A principal lei da Igreja está escrita em latim.
Por Edson Luiz Sampel *
Uma língua moderna, como o inglês, qual meio internacional de comunicação, seria mais idônea para o Código, já que, hoje em dia, poucos indivíduos conhecem o latim, mesmo entre os especialistas, e o Código está destinado à integralidade do Povo de Deus (leigos e clérigos), sendo um instrumento jurídico de implementação do Concílio Vaticano II.
Diz-se que uma das principais características da lei em geral é ser compreendida por todos que têm de obedecê-la. Neste diapasão, a lei na Espanha está escrita em espanhol; a lei em Portugal e no Brasil está escrita em português; a lei na Alemanha está escrita em alemão, e assim por diante.
A principal lei da Igreja, o Código Canônico, entretanto, está escrita em latim. A língua de Cícero é tida como uma espécie de idioma oficial da Igreja Católica. De fato, há muitas vantagens em se expressar uma regra jurídica em latim, que é conciso e simples, extremamente objetivo e elegante. Sem embargo, o latim padece de um defeito sério: ele é compreendido por poucas pessoas ao redor do mundo, quase exclusivamente pelos canonistas. O leigo, ou católico corrente, geralmente não sabe nada de latim.
No Brasil, a Conferência Nacional dos Bispos do Brasil (CNBB) deixa claro que tão só o texto latino tem valor oficial: “Para a exata compreensão da edição brasileira, é necessário levar em conta os seguintes avisos: ‘1º Só o texto latino do Código tem valor oficial.’". Na apresentação da segunda edição do Código, a Conferência episcopal brasileira reforça a norma de que apenas o texto latino do Código goza de valor oficial: “É uma grande satisfação apresentar a segunda edição revisada do Código de Direito Canônico, a versão brasileira, com o texto oficial latino”. As traduções que existem por aí são meras referências. Elas não são a lei canônica. Aliás, os italianos possuem um adágio famoso acerca deste assunto: “traduttoretraditore”; em português: “todo tradutor é um traidor”.

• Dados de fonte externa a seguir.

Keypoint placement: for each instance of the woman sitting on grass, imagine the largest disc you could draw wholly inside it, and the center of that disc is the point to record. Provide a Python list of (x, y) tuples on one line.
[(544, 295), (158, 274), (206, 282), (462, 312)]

Quão útil seria se o Código Canônico fosse vazado em inglês, o idioma mais falado do planeta, quase uma segunda língua no Brasil! Um católico do Japão, por exemplo, que está sob a jurisdição do rito latino, tanto quanto um fiel da arquidiocese de São Paulo, decerto terá maiores condições de compreender o inglês. O Código Canônico não será mais um mistério para esse irmão nipônico, mas um guia, com regras a serem postas em prática, a fim de se viver como um bom cristão. O mesmo sentimento de liberdade experimentaria, por exemplo, um pároco da Índia, ao compulsar o Código Canônico. Estabelecer-se-ia um contato estrito e vital, uma familiaridade genuína com a lei da Igreja de Cristo.
* Edson Luiz Sampel é doutor em Direito Canônico pela Pontifícia Universidade Lateranense, de Roma e membro da União dos Juristas Católicos de São Paulo (Ujucasp).